I will also take the opportunity to mention some priorities being progressed by my ministerial colleagues at the Department of Health. Empowering people with disabilities to live independent lives and have greater choice and control over the services and supports they need to make that goal a reality is a key priority. The Minister of State with responsibility for disability issues is progressing that commitment through the task force on personalised budgets. It involves actually empowering people with disabilities, not thinking that the State's responsibility stops when it writes a cheque and sends it to a service provider. It involves asking people with disabilities what they want done with those resources and what they want for their lives. The Minister of State is leading on that issue.
The Minister of State with responsibility for health promotion is driving the health and well-being agenda. Work is progressing on the public health (alcohol) Bill which is really important legislation that needs to be passed and enacted and on implementing A Healthy Weight for Ireland: Obesity Policy and Action Plan 2016-2025. We are on course to be the most obese nation in the European Union if we do not get on with delivering on this plan.

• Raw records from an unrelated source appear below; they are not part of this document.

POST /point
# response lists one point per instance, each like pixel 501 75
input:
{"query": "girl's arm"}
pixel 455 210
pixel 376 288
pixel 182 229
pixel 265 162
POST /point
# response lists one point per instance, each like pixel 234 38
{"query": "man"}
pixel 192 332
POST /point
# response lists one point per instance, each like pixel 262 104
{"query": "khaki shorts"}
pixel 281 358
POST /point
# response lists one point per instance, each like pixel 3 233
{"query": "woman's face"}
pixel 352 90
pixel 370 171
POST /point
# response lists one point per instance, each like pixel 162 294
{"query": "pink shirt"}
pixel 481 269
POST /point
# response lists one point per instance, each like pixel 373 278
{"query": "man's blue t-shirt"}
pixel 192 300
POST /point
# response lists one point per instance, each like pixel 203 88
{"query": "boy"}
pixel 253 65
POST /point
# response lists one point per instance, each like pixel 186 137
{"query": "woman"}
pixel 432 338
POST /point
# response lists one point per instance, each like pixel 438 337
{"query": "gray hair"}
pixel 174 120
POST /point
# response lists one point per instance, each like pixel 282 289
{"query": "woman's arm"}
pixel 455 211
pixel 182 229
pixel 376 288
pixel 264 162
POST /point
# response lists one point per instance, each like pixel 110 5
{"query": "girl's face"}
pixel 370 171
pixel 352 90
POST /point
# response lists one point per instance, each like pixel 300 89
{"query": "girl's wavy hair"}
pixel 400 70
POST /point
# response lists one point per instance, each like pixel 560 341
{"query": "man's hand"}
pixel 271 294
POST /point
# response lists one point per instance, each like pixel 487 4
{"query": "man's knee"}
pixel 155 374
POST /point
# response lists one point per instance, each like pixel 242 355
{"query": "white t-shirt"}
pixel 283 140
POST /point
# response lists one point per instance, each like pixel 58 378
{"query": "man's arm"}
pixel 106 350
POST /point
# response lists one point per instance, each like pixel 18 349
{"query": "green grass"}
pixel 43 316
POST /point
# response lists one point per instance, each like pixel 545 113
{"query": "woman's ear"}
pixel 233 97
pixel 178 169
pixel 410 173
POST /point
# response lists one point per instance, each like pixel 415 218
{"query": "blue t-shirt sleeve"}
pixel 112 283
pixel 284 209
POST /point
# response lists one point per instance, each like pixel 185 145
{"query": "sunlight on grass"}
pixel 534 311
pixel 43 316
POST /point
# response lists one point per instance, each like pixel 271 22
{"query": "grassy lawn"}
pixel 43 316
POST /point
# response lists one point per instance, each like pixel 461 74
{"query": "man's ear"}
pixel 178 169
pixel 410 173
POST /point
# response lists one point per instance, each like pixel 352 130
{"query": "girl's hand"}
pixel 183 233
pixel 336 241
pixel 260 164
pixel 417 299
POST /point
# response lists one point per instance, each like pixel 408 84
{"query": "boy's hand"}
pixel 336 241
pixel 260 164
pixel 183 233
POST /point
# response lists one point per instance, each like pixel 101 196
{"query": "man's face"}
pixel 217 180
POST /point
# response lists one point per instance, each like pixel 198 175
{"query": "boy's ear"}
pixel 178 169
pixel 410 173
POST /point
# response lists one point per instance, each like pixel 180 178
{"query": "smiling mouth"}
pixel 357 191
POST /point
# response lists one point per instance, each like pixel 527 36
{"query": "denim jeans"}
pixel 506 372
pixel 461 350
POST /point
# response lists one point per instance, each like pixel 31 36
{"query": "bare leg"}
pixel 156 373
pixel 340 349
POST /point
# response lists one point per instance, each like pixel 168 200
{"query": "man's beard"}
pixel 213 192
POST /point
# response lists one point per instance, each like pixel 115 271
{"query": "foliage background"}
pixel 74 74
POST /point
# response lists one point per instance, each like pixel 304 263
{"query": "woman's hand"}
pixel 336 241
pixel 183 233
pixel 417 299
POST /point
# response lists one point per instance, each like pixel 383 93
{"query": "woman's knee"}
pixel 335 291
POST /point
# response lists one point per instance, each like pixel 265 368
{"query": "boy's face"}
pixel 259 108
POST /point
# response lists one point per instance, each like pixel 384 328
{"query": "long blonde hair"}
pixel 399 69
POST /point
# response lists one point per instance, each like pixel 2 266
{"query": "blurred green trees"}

The Minister of State with responsibility for communities and the national drugs strategy is actively progressing a new national drugs strategy which will set out Government policy from 2017 onwards in the areas of drug awareness and prevention, treatment of substance misuse and addiction, promoting rehabilitation, reducing the supply of illicit drugs and piloting supervised injecting facilities. I expect progress on the legislation related to injecting facilities in the coming weeks.
The Minister of State with responsibility for mental health and older people chairs the national task force on youth mental health. This group is considering how best to introduce and teach resilience, coping mechanisms and greater awareness to children and young people and how to access support services voluntarily at a young age.
I thank the Seanad for inviting me again and look forward to hearing Members' thoughts and views on the direction the health service should take. I have tried to touch on a number of issues, health being a broad topic. I will be delighted to interact on any other issue.